Figure 20: New Versus Follow-On Venture Capital Investment Trends, 1996–2002
The data from 1996 to 2002 confirm this trend toward follow-on investment:
This trend can be explained by the market context of a tightening investment climate and diminishing exit opportunities, which forced venture capitalists to maintain investments in portfolio companies, and reduced their appetite for new transactions. According to Macdonald & Associates Limited, high technology entrepreneurs seem to encounter fierce challenges when approaching investors for the first time, especially during tightening market conditions.

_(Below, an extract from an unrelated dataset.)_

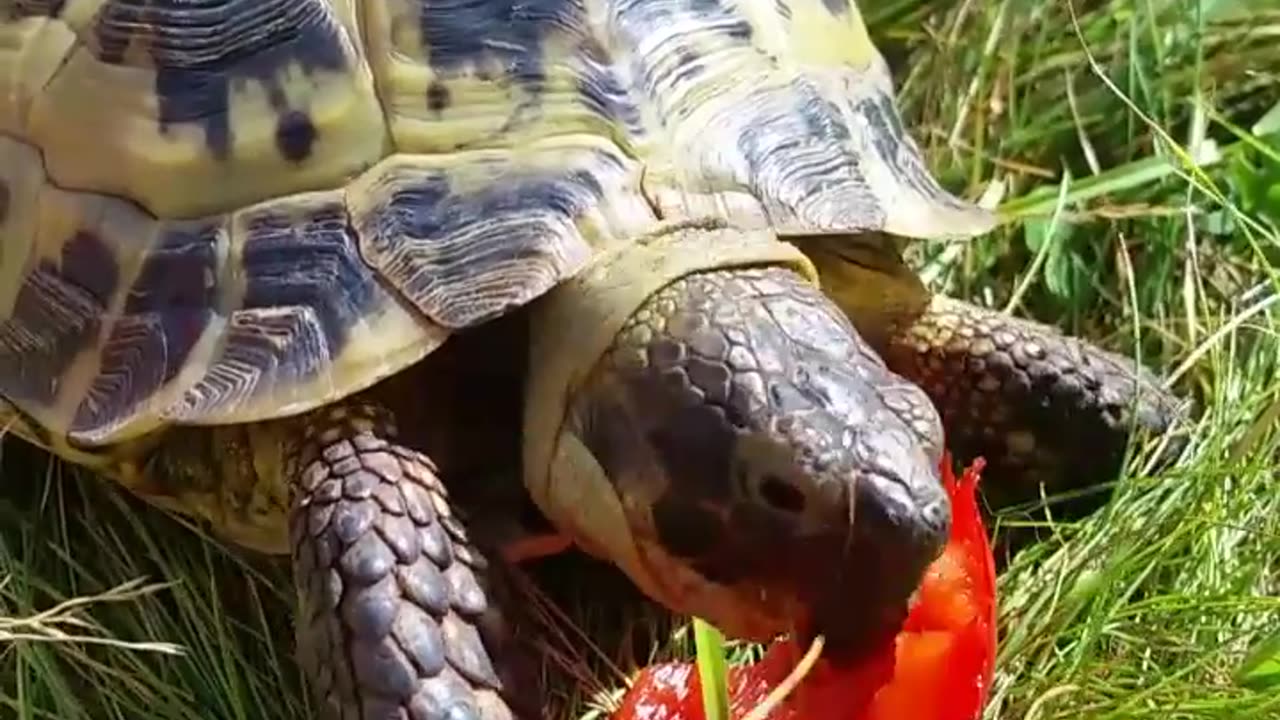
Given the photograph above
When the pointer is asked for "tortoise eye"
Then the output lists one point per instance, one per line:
(781, 495)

Deal size focus — large transactions dominate new and follow-on investments
Consistent with overall VC deal-size trends, both new and follow-on financings showed an increasing preference for larger deals between 1996 and 2002. The desire to reduce due diligence costs, and the increasing capital needs of high technology firms may account for this tendency.
Regional focus — new and follow-on deals are concentrated in Ontario and Quebec
As with the regional distribution of overall VC activity in Canada, most new and follow-on financings were concentrated in Ontario, Quebec and B.C. Over the 1996–2002 period, Ontario and Quebec captured an average share of 54 percent and 29 percent of total new deals, and 51 percent and 29 percent of follow-on deals, respectively, while B.C. attracted an average of 8 percent of new deals and 13 percent of follow-on financings. See Section 6 for more details on regional trends.
Figure 21: Regional Distribution of New Investments, 1996–2002
Figure 22: Regional Distribution of Follow-On Investments, 1996–2002
Focus on follow-on investments also observed in the United States
The VC industry's strong preference for follow-on financings is not unique to Canada. In fact, Table 11 reveals that U.S. firms face greater difficulties in accessing new VC financing than Canadian firms do. The typical ratio of new versus follow-on from 1996 to 2002 was 30:70 in the U.S. and 40:60 in Canada. As well, between 1996 and 2002, the amounts invested in the first round of financing in the U.S. declined by 14 percent, but remained relatively stable in Canada.
Although the Canadian VC industry is more focussed on new investments than the U.S. industry, follow-investments have experienced stronger growth over the period and still represent the majority of investments. In Canada, the data show that follow-on investments grew by 362 percent (from $392 million to $1.8 billion) compared to 142 percent in the U.S. (from $11.1 billion to $27 billion).